O processo de compra deverá ser comandado pela Diretoria de Operações, mas curiosamente a audiência pública com os potenciais fornecedores foi conduzida pela Diretoria de Relações com os Clientes. O que demonstra também como as áreas do Serpro atuam de forma caótica na condução administrativa da empresa que, por sinal, ainda continua sem um diretor de Administração e Finanças. O cargo vem sendo ocupado interinamente pelo presidente da estatal, Alexandre Amorim.

Apesar de todos os benefícios, os técnicos do Serpro explicam que essa solução dificilmente teria impedido a invasão ao Siafi através do gov.br, porque ele teve um grau de sofisticação fora do comum. O que pressupõe que os criminosos contaram com ajuda interna no governo. Mas isso a Polícia Federal ainda esclarecerá.

Segundo eles a falha de segurança ocorreu no Autenticador do “Acesso Gov”, que também não sofre atualizações desde 2019. E na parte de biometria teriam “bugs” que não foram corrigidos e abrem uma brecha na confiança da autenticação do usuário. Mas a solução OFD é considerada mais um item do portfólio de serviços que poderia estar ajudado a área de segurança do governo a detectar comportamentos incomuns de usuários que acessam a plataforma.

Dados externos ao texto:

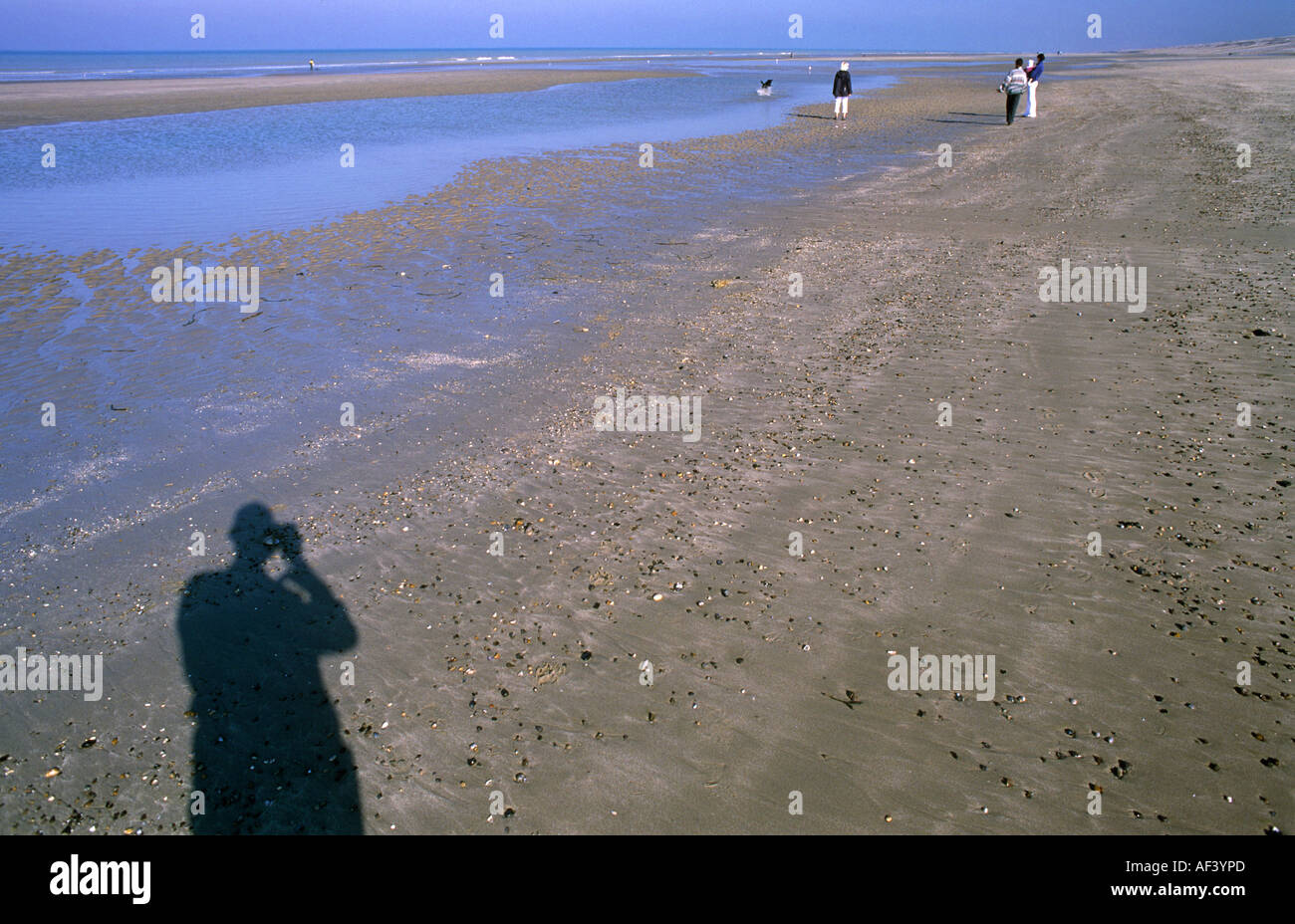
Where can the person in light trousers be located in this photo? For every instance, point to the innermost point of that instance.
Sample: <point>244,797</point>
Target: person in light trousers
<point>1034,72</point>
<point>841,90</point>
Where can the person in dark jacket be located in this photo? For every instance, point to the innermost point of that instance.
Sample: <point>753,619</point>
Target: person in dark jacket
<point>1014,86</point>
<point>1034,74</point>
<point>841,90</point>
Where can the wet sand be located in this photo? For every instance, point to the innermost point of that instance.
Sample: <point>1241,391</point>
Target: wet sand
<point>521,673</point>
<point>56,102</point>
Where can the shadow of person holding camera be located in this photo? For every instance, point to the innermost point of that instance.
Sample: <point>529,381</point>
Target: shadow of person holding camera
<point>268,755</point>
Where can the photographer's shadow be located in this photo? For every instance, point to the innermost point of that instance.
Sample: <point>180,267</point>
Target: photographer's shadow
<point>268,755</point>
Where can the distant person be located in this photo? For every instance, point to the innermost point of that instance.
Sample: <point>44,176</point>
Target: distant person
<point>1034,73</point>
<point>1014,86</point>
<point>841,91</point>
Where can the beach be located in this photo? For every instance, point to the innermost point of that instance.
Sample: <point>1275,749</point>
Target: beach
<point>647,652</point>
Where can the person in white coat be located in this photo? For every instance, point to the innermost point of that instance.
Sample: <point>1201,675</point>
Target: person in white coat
<point>1035,72</point>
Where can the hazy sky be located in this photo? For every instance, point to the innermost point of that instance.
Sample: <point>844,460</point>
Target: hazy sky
<point>875,25</point>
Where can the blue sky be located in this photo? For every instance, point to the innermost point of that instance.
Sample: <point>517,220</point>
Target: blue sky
<point>866,25</point>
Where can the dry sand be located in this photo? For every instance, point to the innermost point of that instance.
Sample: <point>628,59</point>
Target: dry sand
<point>55,102</point>
<point>1117,673</point>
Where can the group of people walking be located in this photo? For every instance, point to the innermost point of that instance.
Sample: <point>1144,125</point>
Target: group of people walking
<point>1023,82</point>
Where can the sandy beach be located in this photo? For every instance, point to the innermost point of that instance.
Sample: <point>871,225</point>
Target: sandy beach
<point>522,673</point>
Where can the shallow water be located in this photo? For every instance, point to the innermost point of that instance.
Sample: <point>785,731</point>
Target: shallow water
<point>207,176</point>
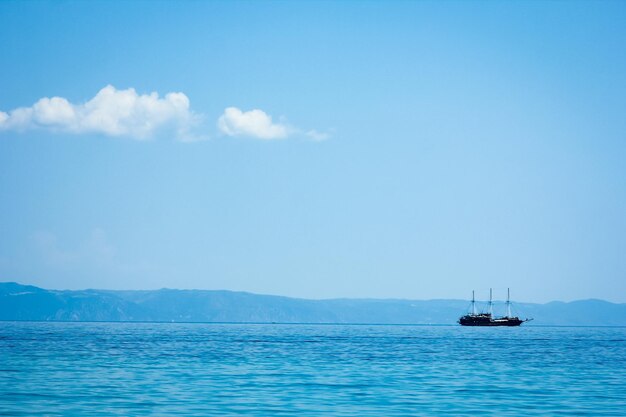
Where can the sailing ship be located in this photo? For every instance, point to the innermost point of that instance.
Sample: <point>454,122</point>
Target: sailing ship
<point>487,319</point>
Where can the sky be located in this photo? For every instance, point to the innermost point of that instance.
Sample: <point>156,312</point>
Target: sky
<point>315,149</point>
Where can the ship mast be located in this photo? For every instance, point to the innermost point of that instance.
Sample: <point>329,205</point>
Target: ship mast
<point>508,302</point>
<point>473,304</point>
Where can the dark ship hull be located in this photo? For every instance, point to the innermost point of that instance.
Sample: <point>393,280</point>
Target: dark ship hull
<point>487,320</point>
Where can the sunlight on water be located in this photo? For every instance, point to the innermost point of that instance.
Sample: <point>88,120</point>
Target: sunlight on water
<point>212,369</point>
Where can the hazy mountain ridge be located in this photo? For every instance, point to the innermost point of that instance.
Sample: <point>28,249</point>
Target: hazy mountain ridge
<point>25,302</point>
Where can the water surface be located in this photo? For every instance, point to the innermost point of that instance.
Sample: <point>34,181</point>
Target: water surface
<point>134,369</point>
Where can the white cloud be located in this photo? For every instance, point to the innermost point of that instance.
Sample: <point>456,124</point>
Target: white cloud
<point>316,135</point>
<point>111,112</point>
<point>258,124</point>
<point>255,123</point>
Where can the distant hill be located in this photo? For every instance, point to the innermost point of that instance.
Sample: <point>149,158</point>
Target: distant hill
<point>26,302</point>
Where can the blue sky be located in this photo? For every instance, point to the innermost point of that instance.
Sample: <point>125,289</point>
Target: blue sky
<point>371,149</point>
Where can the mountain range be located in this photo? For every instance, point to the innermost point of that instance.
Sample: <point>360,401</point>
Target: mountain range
<point>27,302</point>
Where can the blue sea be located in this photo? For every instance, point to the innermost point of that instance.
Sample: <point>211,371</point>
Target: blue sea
<point>162,369</point>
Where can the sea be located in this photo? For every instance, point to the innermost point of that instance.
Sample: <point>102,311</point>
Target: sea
<point>166,369</point>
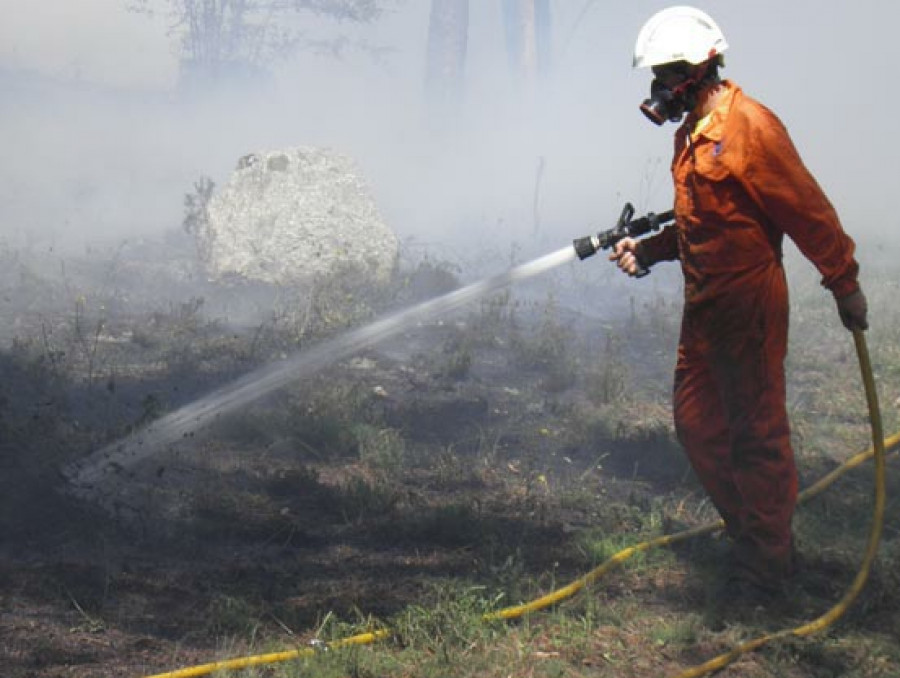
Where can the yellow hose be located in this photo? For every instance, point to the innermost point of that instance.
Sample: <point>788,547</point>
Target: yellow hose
<point>878,450</point>
<point>270,658</point>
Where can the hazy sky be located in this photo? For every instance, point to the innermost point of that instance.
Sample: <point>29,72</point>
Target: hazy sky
<point>97,144</point>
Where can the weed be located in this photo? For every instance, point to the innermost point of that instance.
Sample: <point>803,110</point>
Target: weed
<point>383,449</point>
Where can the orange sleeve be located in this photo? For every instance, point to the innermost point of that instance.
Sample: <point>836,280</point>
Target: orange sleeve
<point>788,194</point>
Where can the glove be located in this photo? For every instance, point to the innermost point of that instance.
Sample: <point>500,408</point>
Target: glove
<point>853,310</point>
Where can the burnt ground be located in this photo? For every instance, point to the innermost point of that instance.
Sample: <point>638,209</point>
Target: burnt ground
<point>476,449</point>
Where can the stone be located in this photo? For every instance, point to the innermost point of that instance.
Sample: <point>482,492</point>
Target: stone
<point>293,216</point>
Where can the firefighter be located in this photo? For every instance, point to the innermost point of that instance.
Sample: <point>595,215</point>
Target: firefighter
<point>740,186</point>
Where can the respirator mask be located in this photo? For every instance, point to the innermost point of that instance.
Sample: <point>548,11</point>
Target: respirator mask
<point>674,90</point>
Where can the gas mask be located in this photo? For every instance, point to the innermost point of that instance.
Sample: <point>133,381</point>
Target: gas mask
<point>664,104</point>
<point>674,90</point>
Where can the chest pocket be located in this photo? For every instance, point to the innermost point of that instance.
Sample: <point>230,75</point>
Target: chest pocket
<point>708,161</point>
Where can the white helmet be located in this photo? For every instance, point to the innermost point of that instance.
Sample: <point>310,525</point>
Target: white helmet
<point>678,34</point>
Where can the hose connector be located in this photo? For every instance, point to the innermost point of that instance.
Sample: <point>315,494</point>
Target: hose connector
<point>586,247</point>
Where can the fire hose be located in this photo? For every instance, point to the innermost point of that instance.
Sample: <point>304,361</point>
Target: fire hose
<point>586,247</point>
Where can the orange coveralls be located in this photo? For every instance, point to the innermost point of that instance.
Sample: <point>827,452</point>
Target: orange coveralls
<point>740,185</point>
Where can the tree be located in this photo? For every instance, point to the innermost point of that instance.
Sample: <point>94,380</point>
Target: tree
<point>229,38</point>
<point>448,33</point>
<point>527,25</point>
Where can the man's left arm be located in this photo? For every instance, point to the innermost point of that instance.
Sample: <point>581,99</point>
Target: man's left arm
<point>791,197</point>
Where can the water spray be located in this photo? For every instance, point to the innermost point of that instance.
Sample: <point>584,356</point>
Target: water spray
<point>118,457</point>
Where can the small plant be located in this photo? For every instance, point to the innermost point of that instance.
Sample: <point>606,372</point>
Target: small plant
<point>382,449</point>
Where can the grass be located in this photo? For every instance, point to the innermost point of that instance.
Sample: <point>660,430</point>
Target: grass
<point>514,507</point>
<point>627,626</point>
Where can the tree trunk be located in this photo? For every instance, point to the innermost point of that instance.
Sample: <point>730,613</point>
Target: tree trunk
<point>448,34</point>
<point>527,25</point>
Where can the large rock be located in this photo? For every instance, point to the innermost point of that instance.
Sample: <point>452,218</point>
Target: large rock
<point>291,216</point>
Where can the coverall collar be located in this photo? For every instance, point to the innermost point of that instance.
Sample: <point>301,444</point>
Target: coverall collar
<point>715,126</point>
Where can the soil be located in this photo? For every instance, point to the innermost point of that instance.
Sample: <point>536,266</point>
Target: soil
<point>458,451</point>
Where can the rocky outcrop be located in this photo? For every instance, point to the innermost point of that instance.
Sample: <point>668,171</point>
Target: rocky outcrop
<point>292,216</point>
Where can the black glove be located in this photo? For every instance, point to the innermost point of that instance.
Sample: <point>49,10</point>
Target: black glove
<point>853,310</point>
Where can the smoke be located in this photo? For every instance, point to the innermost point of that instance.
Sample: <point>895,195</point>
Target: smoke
<point>100,144</point>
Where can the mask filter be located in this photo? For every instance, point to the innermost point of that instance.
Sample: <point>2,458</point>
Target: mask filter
<point>664,104</point>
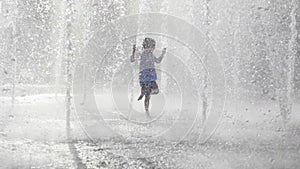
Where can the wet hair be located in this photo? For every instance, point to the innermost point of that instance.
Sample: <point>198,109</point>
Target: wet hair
<point>148,43</point>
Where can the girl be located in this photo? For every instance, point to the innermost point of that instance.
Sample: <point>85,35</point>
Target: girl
<point>147,73</point>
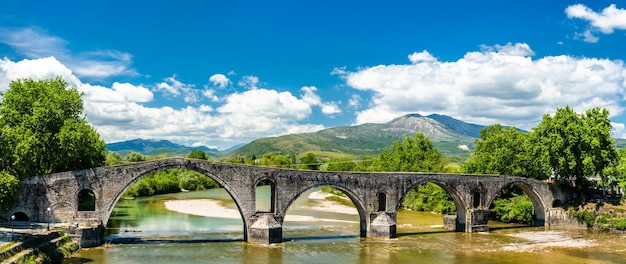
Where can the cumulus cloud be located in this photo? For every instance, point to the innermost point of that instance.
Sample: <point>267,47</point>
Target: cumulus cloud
<point>35,43</point>
<point>423,56</point>
<point>118,114</point>
<point>499,84</point>
<point>175,88</point>
<point>249,82</point>
<point>607,21</point>
<point>311,98</point>
<point>219,80</point>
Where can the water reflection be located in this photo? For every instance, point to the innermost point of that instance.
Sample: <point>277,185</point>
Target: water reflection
<point>155,235</point>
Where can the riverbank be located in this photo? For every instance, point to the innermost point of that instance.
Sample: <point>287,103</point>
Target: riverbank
<point>215,208</point>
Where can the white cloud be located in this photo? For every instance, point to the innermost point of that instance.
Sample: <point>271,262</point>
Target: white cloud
<point>249,82</point>
<point>173,87</point>
<point>35,43</point>
<point>117,113</point>
<point>311,98</point>
<point>499,84</point>
<point>219,80</point>
<point>587,36</point>
<point>355,101</point>
<point>607,21</point>
<point>133,93</point>
<point>423,56</point>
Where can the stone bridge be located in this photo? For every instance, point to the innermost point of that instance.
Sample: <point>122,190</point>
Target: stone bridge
<point>376,195</point>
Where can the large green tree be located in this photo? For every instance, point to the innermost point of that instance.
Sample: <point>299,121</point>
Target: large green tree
<point>43,129</point>
<point>8,190</point>
<point>506,151</point>
<point>575,146</point>
<point>415,153</point>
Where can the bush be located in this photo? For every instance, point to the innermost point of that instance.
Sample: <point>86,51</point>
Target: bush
<point>170,181</point>
<point>429,197</point>
<point>517,209</point>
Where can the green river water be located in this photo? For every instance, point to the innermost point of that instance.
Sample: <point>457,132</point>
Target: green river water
<point>144,231</point>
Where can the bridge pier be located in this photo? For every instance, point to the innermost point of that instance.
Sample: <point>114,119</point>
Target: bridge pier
<point>265,228</point>
<point>382,225</point>
<point>477,220</point>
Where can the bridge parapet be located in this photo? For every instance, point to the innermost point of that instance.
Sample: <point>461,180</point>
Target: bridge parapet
<point>376,196</point>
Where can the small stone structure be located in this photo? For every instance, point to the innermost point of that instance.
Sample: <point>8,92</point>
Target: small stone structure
<point>376,196</point>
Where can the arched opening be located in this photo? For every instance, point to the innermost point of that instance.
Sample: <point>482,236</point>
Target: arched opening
<point>86,200</point>
<point>175,205</point>
<point>515,205</point>
<point>323,212</point>
<point>264,194</point>
<point>430,207</point>
<point>476,198</point>
<point>19,216</point>
<point>382,201</point>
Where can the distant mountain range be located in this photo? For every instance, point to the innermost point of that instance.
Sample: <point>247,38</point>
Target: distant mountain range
<point>155,147</point>
<point>454,138</point>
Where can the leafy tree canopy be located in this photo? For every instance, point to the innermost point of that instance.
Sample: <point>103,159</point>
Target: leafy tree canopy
<point>504,151</point>
<point>9,188</point>
<point>575,146</point>
<point>42,129</point>
<point>199,154</point>
<point>415,153</point>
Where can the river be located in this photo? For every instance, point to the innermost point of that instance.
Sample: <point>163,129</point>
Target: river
<point>144,231</point>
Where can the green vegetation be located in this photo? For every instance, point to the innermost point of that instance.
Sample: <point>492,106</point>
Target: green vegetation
<point>504,151</point>
<point>516,209</point>
<point>429,197</point>
<point>170,181</point>
<point>42,131</point>
<point>575,146</point>
<point>199,154</point>
<point>9,188</point>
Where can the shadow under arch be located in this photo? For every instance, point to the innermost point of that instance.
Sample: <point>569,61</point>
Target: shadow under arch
<point>353,198</point>
<point>174,165</point>
<point>539,208</point>
<point>272,184</point>
<point>459,205</point>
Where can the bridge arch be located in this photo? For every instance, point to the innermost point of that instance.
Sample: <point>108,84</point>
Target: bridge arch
<point>457,199</point>
<point>173,164</point>
<point>86,200</point>
<point>358,203</point>
<point>266,179</point>
<point>539,205</point>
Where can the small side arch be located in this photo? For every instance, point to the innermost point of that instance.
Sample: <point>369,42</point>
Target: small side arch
<point>456,198</point>
<point>358,203</point>
<point>86,200</point>
<point>539,205</point>
<point>265,181</point>
<point>19,216</point>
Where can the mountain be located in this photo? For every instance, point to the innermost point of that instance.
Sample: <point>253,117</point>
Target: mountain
<point>452,137</point>
<point>155,147</point>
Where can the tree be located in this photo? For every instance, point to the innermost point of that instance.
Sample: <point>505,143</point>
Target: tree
<point>309,161</point>
<point>199,154</point>
<point>135,157</point>
<point>44,131</point>
<point>415,153</point>
<point>504,151</point>
<point>575,146</point>
<point>9,188</point>
<point>340,164</point>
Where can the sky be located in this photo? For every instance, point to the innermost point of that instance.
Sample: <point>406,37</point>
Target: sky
<point>222,73</point>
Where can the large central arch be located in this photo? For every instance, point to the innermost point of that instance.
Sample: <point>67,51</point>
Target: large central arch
<point>453,193</point>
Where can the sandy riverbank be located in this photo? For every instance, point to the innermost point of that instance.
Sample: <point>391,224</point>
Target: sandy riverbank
<point>214,208</point>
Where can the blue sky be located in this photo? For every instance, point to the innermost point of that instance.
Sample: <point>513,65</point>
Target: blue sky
<point>222,73</point>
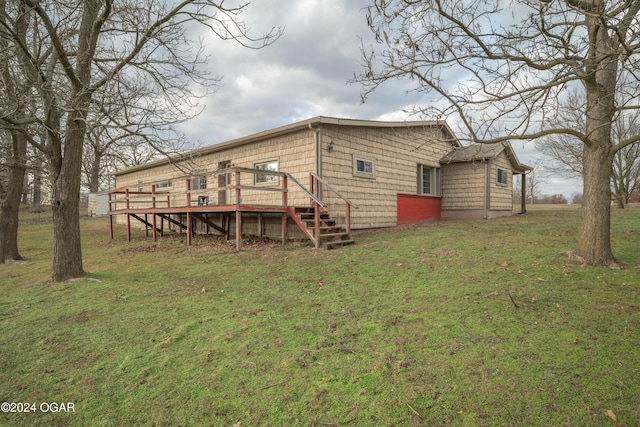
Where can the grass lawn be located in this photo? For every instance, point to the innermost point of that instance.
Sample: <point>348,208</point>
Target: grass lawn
<point>465,323</point>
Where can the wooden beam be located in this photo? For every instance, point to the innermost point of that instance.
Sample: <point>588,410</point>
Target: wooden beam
<point>208,222</point>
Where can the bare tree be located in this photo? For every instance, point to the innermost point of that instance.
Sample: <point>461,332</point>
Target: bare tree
<point>502,71</point>
<point>84,50</point>
<point>13,147</point>
<point>566,151</point>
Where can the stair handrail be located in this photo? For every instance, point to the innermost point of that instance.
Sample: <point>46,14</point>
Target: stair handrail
<point>309,193</point>
<point>326,184</point>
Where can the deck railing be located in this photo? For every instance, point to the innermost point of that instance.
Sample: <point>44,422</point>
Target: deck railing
<point>315,179</point>
<point>161,201</point>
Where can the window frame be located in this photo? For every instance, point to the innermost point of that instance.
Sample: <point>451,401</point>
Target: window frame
<point>504,172</point>
<point>434,180</point>
<point>166,185</point>
<point>363,173</point>
<point>264,179</point>
<point>199,183</point>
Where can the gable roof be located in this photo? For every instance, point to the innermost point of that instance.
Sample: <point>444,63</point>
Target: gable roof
<point>484,152</point>
<point>312,123</point>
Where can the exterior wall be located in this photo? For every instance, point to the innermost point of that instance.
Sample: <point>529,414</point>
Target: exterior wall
<point>397,153</point>
<point>463,187</point>
<point>501,195</point>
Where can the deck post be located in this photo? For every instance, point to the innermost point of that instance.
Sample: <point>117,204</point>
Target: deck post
<point>284,228</point>
<point>523,197</point>
<point>316,223</point>
<point>188,192</point>
<point>238,212</point>
<point>189,228</point>
<point>238,229</point>
<point>153,204</point>
<point>285,204</point>
<point>128,227</point>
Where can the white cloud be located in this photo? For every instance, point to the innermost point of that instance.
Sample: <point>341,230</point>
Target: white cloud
<point>302,75</point>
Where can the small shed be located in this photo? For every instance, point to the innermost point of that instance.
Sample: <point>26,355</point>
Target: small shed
<point>98,204</point>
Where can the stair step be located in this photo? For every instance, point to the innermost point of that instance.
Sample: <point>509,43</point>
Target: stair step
<point>325,235</point>
<point>327,245</point>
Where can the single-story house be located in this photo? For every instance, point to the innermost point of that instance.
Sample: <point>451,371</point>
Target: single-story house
<point>363,173</point>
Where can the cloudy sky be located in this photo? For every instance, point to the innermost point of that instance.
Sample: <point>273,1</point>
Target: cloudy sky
<point>305,74</point>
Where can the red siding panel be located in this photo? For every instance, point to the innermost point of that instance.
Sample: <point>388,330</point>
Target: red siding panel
<point>413,209</point>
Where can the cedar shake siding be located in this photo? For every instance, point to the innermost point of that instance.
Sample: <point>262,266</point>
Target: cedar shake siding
<point>373,164</point>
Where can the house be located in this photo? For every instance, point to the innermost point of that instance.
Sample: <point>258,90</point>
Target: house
<point>477,181</point>
<point>303,179</point>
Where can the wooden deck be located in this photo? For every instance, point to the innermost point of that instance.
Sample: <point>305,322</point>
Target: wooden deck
<point>153,209</point>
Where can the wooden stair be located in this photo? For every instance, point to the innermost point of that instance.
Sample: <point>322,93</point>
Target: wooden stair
<point>330,236</point>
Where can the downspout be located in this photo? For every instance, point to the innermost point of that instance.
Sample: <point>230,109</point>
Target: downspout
<point>487,183</point>
<point>318,160</point>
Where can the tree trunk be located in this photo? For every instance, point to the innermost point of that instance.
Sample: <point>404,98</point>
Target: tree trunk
<point>65,204</point>
<point>94,173</point>
<point>594,243</point>
<point>36,203</point>
<point>10,202</point>
<point>25,189</point>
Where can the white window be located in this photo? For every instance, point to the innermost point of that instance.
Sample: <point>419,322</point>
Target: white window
<point>199,183</point>
<point>428,180</point>
<point>164,185</point>
<point>269,165</point>
<point>502,176</point>
<point>364,167</point>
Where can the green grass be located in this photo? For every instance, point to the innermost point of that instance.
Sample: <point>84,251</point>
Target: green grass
<point>465,323</point>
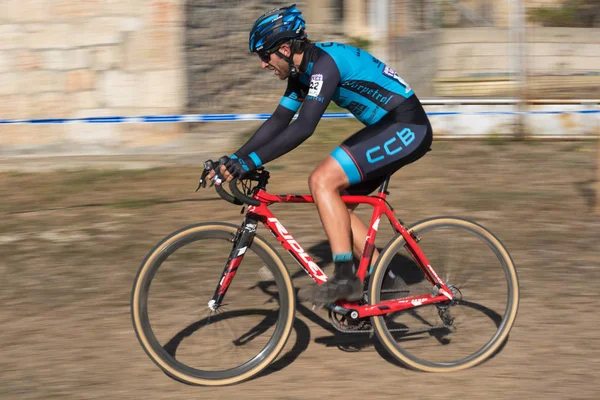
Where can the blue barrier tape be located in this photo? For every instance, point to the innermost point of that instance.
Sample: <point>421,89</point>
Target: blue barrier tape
<point>249,117</point>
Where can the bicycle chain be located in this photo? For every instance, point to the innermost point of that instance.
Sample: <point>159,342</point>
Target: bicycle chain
<point>363,326</point>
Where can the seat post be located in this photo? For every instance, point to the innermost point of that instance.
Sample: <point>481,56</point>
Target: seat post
<point>384,184</point>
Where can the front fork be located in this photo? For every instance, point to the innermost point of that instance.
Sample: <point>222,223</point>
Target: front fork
<point>241,241</point>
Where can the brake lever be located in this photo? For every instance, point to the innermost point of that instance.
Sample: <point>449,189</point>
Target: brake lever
<point>208,166</point>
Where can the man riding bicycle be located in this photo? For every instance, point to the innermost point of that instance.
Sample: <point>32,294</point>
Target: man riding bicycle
<point>397,131</point>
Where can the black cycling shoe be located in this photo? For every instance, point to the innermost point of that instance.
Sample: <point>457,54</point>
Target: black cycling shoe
<point>338,288</point>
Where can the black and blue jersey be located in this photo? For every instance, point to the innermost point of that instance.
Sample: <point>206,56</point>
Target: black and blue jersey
<point>350,77</point>
<point>362,84</point>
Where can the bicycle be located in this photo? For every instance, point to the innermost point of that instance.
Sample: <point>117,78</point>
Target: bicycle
<point>408,327</point>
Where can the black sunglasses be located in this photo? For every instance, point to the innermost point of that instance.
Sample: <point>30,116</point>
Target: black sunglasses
<point>265,56</point>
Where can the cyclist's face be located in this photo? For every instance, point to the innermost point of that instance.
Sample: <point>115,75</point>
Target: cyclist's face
<point>275,63</point>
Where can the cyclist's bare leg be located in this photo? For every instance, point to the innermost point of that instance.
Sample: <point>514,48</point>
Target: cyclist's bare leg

Então por que ainda não adquiriu? Porque, segundo técnicos do Serpro, existe uma cultura dentro da empresa de que, quando o “cliente não quer”, a área de vendas não pondera sobre os riscos de tal decisão pelos gestores públicos. Desde que o contrato saia, o resto pouco importa.

Um argumento frágil para uma estatal que economizou em torno de R$ 1,5 bilhão dos recursos oçamentários destinados para investimentos durante os últimos seis anos. Dinheiro que estava sendo represado para remunerar aqueles que comprassem a empresa num processo de privatização.